12

2.7K 328 245
                                    

Sinirlerim iyice gerilmişti şu son üç gün içerisinde. Kafam tonlarca konuyla meşguldü maalesef.

Seul Mi Japonya'ya gideceğimi duyduğundan beri sinirliydi. Kavga etmiyordu ama tavır almaktan da geri kalmıyordu. Bir yandan da haklıydı, ben hiç iş gezisine gitmemiştim. Ve şu sıralar aramızın açık olmasını da göz önüne alırsak eğer yalan söylüyormuş gibi gözüküyordum.

Tek inandırıcı yanı şirketin başındaki kişinin değişmiş olmasıydı.

Park Jimin garip bir insandı. Seul Mi'de farkına varmıştı bunun. Bundan dolayı da huzursuzluk çıkarmıyor olabilirdi. Tam olarak nedenini bilmesemde ona minnettardım. Çünkü zaten oldukça meşguldüm.

Evde bile Japonya'ya yapılacak olan alış veriş merkezinin çizimleriyle uğraşıyordum. Elimde iki farklı proje vardı ve birisi karmaşık yapısı nedeniyle aşırı sinirlerimi bozuyordu. Bu yüzden o karmaşık tasarım beni oldukça yoruyordu.

Bu sayede kızımla da aram açılmıştı. Onunla ilgilenemediğim için bana sinirliydi ve ara sıra evde Park Jimin'e 'pezevenk Jimin' dediğine şahit oluyordum.

Kötü bir baba ve kötü bir eş olduğumun kanıtıydı bu durum. En son onlarla ne zaman bir şeyler yaptığımı bile hatırlamıyordum.

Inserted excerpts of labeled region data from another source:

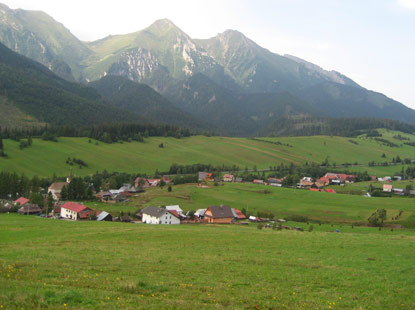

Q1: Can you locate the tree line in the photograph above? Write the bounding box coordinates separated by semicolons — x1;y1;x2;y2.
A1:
0;123;195;143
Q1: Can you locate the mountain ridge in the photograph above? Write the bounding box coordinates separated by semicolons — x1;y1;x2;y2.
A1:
0;6;415;135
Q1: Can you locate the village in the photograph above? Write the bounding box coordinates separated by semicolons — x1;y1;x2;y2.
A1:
1;172;415;225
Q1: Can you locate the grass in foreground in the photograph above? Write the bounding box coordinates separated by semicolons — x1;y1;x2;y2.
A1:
0;214;415;309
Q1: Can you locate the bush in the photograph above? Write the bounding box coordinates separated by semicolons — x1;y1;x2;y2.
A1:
284;214;309;223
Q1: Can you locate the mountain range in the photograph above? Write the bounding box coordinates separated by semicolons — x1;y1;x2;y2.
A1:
0;4;415;135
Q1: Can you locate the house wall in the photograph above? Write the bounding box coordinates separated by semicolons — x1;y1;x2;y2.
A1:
141;213;160;224
49;189;61;200
209;217;233;224
160;213;180;225
61;208;78;221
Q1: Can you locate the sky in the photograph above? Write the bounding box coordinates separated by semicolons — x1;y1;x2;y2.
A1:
0;0;415;109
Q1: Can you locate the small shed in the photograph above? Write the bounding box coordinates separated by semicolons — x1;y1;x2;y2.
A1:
17;203;42;215
97;211;112;222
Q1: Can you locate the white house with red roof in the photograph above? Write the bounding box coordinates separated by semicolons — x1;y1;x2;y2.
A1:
141;207;180;225
61;202;95;221
14;197;29;206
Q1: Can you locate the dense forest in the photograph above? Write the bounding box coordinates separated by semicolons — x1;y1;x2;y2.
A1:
0;123;195;143
259;116;415;137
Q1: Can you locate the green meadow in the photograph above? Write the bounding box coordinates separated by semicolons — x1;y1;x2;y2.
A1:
0;214;415;309
0;130;415;177
83;183;415;227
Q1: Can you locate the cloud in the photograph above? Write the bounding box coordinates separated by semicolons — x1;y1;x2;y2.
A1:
398;0;415;10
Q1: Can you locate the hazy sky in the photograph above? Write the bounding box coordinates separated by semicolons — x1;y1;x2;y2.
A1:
0;0;415;108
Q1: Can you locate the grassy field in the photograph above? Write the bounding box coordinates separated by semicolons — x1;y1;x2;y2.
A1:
0;214;415;309
0;131;415;177
327;180;415;195
82;183;415;226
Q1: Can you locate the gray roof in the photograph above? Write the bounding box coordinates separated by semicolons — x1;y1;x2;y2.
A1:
209;206;234;219
141;207;167;217
195;209;206;216
97;211;110;221
198;171;209;181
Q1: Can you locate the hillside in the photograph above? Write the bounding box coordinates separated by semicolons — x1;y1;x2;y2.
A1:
88;75;207;130
0;5;415;132
0;43;139;127
0;131;415;177
0;3;91;80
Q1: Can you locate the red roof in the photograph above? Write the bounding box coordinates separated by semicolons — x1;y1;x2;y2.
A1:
14;197;29;206
61;202;87;213
169;210;180;219
233;208;246;220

Seul Mi'yle son bir yıldır bir türlü toparlanamadığımız için saçma sapan bir aile ilişkimiz vardı.

Üstelik Park Jimin tamamen şirketi devraldığından dolayı işler iyice sarpa sarmıştı. Nedenini artık anlamıştım, bir kaç konudan dolayı şüphem olsa bile. Tamam cevapları da Park Jimin'deydi. Ama bazen bazı şeyleri bilmezlikten gelmek daha iyiydi.

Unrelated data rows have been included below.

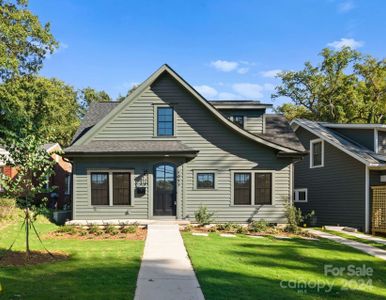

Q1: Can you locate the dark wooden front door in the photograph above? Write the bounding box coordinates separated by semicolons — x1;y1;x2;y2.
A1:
153;164;176;216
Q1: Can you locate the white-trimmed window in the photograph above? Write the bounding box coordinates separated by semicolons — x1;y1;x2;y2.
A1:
231;170;274;206
310;139;324;168
294;189;308;202
88;170;134;206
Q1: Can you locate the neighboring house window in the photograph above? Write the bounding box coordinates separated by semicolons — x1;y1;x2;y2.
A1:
157;107;174;136
233;173;252;205
113;172;131;205
255;173;272;205
64;174;71;195
378;130;386;154
294;189;308;202
91;172;109;205
310;139;324;168
197;173;215;189
229;116;244;128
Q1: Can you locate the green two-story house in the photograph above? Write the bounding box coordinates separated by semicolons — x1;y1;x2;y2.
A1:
65;65;305;223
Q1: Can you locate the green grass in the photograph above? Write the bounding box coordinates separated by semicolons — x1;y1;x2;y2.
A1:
183;233;386;300
0;220;144;300
322;229;386;250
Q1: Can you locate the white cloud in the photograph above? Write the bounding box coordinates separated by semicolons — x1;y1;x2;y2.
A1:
210;60;239;72
260;69;282;78
232;83;264;99
237;67;249;74
338;1;355;13
327;38;364;50
194;84;218;98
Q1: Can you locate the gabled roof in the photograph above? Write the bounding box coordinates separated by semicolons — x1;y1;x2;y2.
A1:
291;119;386;167
73;64;304;153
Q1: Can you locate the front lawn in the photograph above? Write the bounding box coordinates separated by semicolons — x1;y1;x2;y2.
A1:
322;229;386;250
183;233;386;300
0;220;144;300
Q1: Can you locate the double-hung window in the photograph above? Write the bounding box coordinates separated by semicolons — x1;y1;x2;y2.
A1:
196;173;215;189
232;171;273;205
157;107;174;136
90;171;132;206
310;139;324;168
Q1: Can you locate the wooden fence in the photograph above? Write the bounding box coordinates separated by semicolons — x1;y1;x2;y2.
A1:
371;185;386;234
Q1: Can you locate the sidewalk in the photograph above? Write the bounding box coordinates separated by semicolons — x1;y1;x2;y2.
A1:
308;229;386;260
135;224;204;300
326;226;386;245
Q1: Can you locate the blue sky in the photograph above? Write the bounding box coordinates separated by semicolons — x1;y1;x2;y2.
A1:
30;0;386;105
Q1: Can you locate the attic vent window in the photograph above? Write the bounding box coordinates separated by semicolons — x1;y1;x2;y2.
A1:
229;116;244;128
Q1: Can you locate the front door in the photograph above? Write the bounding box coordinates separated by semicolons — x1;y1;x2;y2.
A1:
153;164;176;216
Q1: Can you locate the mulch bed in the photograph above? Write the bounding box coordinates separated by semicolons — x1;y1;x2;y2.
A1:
0;251;69;267
44;228;147;241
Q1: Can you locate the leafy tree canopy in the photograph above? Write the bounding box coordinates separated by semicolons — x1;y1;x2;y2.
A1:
0;0;58;81
0;76;79;145
78;87;112;118
272;48;386;123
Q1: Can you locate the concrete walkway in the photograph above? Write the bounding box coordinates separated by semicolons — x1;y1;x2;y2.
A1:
135;224;204;300
326;226;386;245
308;229;386;260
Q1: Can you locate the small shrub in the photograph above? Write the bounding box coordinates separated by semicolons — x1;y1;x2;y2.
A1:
248;219;269;232
56;225;77;235
88;225;99;234
235;225;248;234
184;224;193;232
121;225;137;233
194;205;214;226
105;225;118;235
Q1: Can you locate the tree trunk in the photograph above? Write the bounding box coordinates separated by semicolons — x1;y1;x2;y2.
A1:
25;206;31;258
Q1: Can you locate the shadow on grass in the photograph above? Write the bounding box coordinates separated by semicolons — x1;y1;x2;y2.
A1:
188;238;386;300
0;248;140;300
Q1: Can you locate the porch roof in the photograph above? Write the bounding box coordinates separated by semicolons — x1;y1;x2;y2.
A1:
64;140;199;157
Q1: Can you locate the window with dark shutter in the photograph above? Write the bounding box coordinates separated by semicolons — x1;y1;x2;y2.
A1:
197;173;214;189
91;172;109;205
157;107;174;136
255;173;272;205
233;173;251;205
113;173;131;205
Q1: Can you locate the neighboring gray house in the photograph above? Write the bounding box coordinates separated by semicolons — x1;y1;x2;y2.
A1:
65;65;304;223
291;119;386;232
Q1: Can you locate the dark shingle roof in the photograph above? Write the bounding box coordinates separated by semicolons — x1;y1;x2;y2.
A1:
70;102;305;153
72;102;119;144
65;140;198;154
294;119;386;165
255;114;306;152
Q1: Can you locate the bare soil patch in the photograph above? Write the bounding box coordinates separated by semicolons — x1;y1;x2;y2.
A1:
44;228;147;241
0;251;69;267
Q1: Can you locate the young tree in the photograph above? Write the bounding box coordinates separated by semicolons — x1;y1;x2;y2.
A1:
0;135;55;257
0;0;58;82
272;48;386;123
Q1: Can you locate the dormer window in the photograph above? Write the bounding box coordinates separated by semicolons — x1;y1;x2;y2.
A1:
310;139;324;168
229;116;244;128
157;107;174;136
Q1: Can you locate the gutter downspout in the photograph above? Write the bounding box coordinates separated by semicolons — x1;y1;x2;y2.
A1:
365;166;370;233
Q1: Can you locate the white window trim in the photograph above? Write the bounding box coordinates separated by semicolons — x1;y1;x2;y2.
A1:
310;139;324;169
294;188;308;203
153;104;177;139
87;169;135;208
193;169;217;191
230;169;276;207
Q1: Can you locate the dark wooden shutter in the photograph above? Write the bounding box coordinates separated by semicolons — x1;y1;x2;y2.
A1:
255;173;272;205
113;172;131;205
233;173;251;205
91;172;109;205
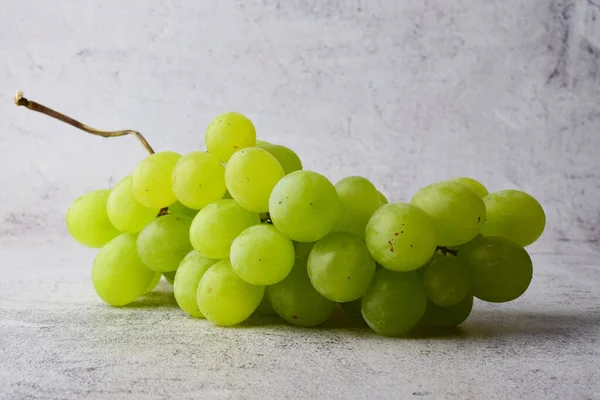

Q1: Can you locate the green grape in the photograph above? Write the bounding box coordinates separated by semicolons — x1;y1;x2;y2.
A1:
162;268;179;286
411;182;485;246
481;190;546;247
362;268;427;336
333;176;381;240
172;151;226;210
450;176;488;199
131;151;181;208
146;272;162;293
266;257;335;327
269;170;340;242
308;232;375;303
106;176;160;233
173;250;217;318
169;201;198;219
137;214;192;272
66;190;121;248
421;295;473;328
197;259;265;326
190;200;260;260
294;242;315;261
423;257;469;307
256;142;302;175
230;225;295;286
204;112;256;162
457;236;533;303
365;203;437;271
92;234;156;306
225;147;285;213
254;292;277;315
340;299;365;324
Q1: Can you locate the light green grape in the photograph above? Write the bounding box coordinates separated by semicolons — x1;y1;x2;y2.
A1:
225;147;285;213
421;295;473;328
197;259;265;326
190;200;260;260
333;176;381;240
169;201;198;219
365;203;437;271
457;237;533;303
66;190;121;248
308;232;375;303
411;182;485;246
172;151;226;210
146;272;162;293
450;176;488;199
266;257;335;327
481;190;546;247
162;268;179;286
92;234;156;306
423;256;469;307
131;151;181;208
294;242;315;262
269;170;340;242
230;225;295;286
173;250;217;318
256;142;302;175
362;268;427;336
204;112;256;162
137;214;192;272
106;176;160;233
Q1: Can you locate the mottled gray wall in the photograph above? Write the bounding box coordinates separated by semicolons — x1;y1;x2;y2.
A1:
0;0;600;248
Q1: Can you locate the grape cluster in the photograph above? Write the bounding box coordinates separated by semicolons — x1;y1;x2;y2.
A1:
66;113;546;336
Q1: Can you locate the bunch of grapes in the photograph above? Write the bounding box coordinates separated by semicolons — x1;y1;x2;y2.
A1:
19;94;545;336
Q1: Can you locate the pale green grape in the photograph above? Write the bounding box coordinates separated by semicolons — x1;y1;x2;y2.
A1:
169;201;198;218
256;142;302;175
308;232;375;303
450;176;488;199
411;182;485;246
172;151;226;210
421;295;473;328
457;237;533;303
269;170;340;242
146;272;162;293
106;176;160;233
481;190;546;247
423;256;469;307
225;147;285;213
333;176;381;240
173;250;217;318
365;203;437;271
190;200;260;260
204;112;256;162
66;190;121;248
162;268;179;286
266;257;335;326
197;259;265;326
131;151;181;208
230;225;295;286
294;242;315;261
362;268;427;336
92;234;156;306
137;214;192;272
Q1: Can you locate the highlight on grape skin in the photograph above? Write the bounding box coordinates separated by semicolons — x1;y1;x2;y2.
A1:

Üstelik kendisini de pek fazla görmüyordum. Şirkette ara sıra karşılaşıyorduk, onda da samimiyetsiz bir selam veriyordum. Bazılarına cevap veriyor bazılarını da görmezlikten geliyordu.

Ve inanın bana bu garip bir durumdu. Şirkette ki çoğu çalışan da bunu şaşkın bakışları altından izliyordu.

İşte bu üç gün boyunca "Park Jimin az önce seni görmezlikten mi geldi?" ya da "Park Jimin neden bu kadar sakin, bu hiç normal değil." tarzı cümleler duyuyordum.

İşte bir de bu sorulara cevap verebilmek zordu. Cevabı bilmediğimden değildi, karşımdakilere açıklamak zordu. Üstelik ben bile uzak durmaya çalışıyordum.

Benim önceliğim kızımdı.

Sonra oturup evliliğimi sorgulamam gerekiyordu. Bir an önce ise bir karara varmalıydım.

"Hyung." Diye bir an da odama dalan Jeon Jungkook yüzünden hazırlıksız yakalanmış ve korkmuştum. Bu sayede çizim yaparken elimdeki kalem kayarak çizimin içine etmişti. "Acil konuşmamız gereken konular var."

Sinirlenmemeye özen göstererek derin nefesler almaya çalıştım. "Ne diyeceksin yine?"

"Sanırım kovulacağım." Panik yapmıştı, endişeliydi ve çok korkmuşa benziyordu. Yine ne boklar yedi acaba diye düşünmekten kendimi alıkoyamamıştım. "Bana yardım etmelisin."

"Anlatacak mısın?" Panikle odamda bir sağa bir sola giden Jungkook'u takip etmek oldukça güçleşmeye başlamıştı ama yine de ses etmedim. Cidden bir boklar yemişti çünkü ve dediği gibi kovuladabilirdi.

"Park Jimin beni aradı. Bazı önemli belgeler vardı. Hani şu bir önceki imzalanan projeler vardı ya, onlarla ilgili." Hızlı hızlı ve nefes nefese konuşuyordu. Ben ise o konuşurken nefesimi tutmuştum. Lanet olsun beni de korkutmaya başlamıştı artık. "Odasına gittiğimde kendi yoktu. Ben de dosyayı masasının üstüne bildiğin fırlattım. Masanın üzerinde de bir stadyum projesi var ya, onların taslakları vardı."